Apesar do aperto da crise e dos momentos difíceis a que estamos condenados, nunca como hoje foi tão fácil encontrar vinhos bons e baratos, vendidos a preços mais que sensatos

Apesar de ainda estarmos bem longe de chegar ao ponto mais baixo dos sérios apuros financeiros em que estamos metidos, a depressão já se instalou de vez no espírito colectivo nacional. Ainda nem sabemos com acuidade o que nos vai atingir, e com que magnitude, e já nos defrontamos com a azia de ouvir falar na palavra crise, esse termo que mal chega para definir a aflição em que nos encontramos. Qualquer que seja o lado para onde nos reviramos, qualquer que seja a perspectiva, mais optimista ou mais derrotista, já não é possível deixar de sentir uma angústia profunda a assenhorar-se dos nossos corações.

Os tempos não são de bonança e as desventuras aproximam-se a passos largos, sem qualquer promessa de subtileza ou brandura. Adivinham-se convulsões dolorosas que, dentro do restrito universo do vinho, deverão ser ainda mais drásticas e aflitivas por se tratar de um bem que dificilmente poderá ser encarado com um produto de primeira necessidade. Não se antevêem facilidades e os próximos anos não serão tempos de vacas gordas ou de dinheiro fácil. Porém, e tal como em todas as crises do passado, e do futuro, os próximos anos poderão ser a quadra certa para ocupar espaços ainda mal preenchidos, tempo de grandes oportunidades... para quem souber antecipar os anseios e necessidades do mercado.

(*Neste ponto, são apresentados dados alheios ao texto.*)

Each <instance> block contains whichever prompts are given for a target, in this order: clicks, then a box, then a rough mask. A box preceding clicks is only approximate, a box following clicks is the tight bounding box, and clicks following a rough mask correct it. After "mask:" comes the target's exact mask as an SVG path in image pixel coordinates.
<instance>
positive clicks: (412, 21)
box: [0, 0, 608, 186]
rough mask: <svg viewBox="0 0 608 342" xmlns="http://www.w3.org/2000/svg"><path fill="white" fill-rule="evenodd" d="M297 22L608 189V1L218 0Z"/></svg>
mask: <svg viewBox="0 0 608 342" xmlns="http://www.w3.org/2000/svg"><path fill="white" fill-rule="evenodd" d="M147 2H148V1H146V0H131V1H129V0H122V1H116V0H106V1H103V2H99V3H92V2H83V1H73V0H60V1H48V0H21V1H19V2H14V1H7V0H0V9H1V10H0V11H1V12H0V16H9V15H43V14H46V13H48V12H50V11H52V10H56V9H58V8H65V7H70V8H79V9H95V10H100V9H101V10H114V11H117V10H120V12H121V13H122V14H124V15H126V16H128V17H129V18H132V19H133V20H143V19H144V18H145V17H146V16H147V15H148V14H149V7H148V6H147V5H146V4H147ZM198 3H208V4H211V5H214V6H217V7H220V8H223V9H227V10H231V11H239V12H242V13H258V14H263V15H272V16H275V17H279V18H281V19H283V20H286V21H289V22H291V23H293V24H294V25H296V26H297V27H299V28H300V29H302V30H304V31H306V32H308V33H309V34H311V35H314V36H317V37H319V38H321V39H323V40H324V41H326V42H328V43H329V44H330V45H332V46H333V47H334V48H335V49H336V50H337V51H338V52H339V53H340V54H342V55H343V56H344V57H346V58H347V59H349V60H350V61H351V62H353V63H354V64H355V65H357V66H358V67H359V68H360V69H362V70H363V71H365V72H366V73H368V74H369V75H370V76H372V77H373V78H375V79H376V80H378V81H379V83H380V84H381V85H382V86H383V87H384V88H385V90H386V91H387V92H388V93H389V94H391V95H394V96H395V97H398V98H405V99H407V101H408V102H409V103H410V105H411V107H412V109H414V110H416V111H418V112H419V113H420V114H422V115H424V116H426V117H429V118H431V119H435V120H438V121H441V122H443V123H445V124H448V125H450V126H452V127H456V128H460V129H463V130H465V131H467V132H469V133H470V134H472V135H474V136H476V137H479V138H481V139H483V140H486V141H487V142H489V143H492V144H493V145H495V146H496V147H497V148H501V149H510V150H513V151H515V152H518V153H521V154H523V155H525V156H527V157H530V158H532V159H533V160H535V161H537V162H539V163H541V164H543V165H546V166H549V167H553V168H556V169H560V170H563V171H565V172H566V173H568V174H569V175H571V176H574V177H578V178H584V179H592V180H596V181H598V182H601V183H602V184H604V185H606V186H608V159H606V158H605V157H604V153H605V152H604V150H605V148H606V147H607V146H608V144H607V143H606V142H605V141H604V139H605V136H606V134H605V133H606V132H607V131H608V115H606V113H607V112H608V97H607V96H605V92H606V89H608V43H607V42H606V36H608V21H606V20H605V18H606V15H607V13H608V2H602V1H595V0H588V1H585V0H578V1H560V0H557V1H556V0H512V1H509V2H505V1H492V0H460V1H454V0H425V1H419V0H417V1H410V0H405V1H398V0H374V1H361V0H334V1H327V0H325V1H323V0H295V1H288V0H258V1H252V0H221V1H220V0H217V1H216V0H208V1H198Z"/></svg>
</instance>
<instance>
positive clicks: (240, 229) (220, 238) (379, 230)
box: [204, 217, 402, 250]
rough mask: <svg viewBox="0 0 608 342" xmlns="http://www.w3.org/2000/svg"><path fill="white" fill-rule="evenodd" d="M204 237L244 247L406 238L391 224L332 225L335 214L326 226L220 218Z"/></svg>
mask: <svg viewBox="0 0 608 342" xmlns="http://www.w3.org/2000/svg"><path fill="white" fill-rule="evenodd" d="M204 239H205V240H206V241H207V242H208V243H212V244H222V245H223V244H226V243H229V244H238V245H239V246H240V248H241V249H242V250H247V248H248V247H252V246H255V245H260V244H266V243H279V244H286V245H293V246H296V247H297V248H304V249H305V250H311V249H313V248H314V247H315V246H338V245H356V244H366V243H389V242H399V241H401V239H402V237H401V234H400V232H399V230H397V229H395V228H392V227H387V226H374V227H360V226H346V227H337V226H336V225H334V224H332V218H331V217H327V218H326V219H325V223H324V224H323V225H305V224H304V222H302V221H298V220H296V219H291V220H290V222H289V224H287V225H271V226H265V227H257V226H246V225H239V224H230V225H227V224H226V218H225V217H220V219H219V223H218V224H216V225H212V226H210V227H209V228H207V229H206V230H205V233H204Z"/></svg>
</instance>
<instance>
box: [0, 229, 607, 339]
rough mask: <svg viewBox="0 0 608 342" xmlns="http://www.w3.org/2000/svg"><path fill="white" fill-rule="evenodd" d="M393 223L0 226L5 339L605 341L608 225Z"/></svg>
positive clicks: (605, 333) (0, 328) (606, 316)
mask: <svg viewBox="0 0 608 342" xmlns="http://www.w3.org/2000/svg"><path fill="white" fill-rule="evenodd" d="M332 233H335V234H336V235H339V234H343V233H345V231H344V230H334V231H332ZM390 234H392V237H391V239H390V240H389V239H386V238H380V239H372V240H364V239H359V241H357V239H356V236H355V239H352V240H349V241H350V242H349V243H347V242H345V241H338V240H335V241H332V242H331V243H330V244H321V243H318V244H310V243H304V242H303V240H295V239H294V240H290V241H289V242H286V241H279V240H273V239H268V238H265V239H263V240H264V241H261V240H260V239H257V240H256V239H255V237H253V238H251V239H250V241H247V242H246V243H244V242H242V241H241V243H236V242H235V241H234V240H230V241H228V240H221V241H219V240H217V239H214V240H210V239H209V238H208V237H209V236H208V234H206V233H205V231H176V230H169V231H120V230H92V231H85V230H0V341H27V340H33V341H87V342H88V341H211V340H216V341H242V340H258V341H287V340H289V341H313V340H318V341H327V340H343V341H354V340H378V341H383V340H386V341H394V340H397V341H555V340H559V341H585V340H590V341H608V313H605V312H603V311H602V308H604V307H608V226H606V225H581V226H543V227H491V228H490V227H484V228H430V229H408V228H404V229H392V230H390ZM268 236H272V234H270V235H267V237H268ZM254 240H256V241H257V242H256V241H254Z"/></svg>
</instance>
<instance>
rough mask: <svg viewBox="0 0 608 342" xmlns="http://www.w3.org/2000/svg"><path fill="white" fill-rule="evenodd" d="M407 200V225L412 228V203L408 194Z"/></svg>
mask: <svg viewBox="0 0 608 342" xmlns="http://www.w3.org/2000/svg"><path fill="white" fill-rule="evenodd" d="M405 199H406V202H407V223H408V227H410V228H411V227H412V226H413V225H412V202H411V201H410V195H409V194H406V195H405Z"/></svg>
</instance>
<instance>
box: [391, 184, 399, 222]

E a verdade é que nunca foi tão fácil beber bom vinho, vendido a bons preços, a preços mais que justos, como hoje! Depois dos muitos excessos grotescos do passado, onde se prometeram vinhos a preços demenciais, de que alguns ainda não se conseguiram libertar, arribamos agora à idade da racionalidade e sensatez, sobrando os exemplos de vinhos com uma excelente relação qualidade/preço. Vinhos que num passado muito recente seriam propostos quase ao dobro do preço a que hoje os poderemos encontrar nas prateleiras de garrafeiras e supermercados. Para que a felicidade pudesse ser verdadeiramente absoluta bastaria apenas que a restauração mostrasse maior respeito e consideração para com o vinho e com os seus clientes, aceitando de vez que o vinho não pode continuar a ser a galinha dos ovos de ouro que garanta a fatia principal do retorno de operação, devorado por margens irracionais que espantam os clientes do seu consumo.

Os bons exemplos de vinhos propostos a preços sensatos transbordam por todas as regiões nacionais, apesar de uma, em particular, se destacar das demais neste binómio entre o preço e a qualidade, a península de Setúbal. Entre os vinhos da Bacalhôa, Ermelinda Freitas, Cooperativa Agrícola de Pegões e José Maria da Fonseca, há muito por onde escolher. Na Bacalhôa, merecem relevo especial os Serra de Azeitão, nas versões rosada, branca e tinta, enquanto na Casa Ermelinda Freitas a atenção centra-se particularmente nos Terras do Pó e nos múltiplos Ermelinda Freitas varietais. Na Cooperativa Agrícola de Pegões, inspiradora de muitas das melhores relações qualidade/preço do mercado, sobressaem os vinhos Fonte do Nico, com destaque para o original Fonte do Nico Light, bem como pela meia dúzia de vinhos estremes sob o nome genérico de Adega de Pegões. A José Maria da Fonseca é sobejamente conhecida pelos históricos Periquita, agora divididos entre tinto, branco e rosado, bem como pelos BSE e Quinta do Camarate.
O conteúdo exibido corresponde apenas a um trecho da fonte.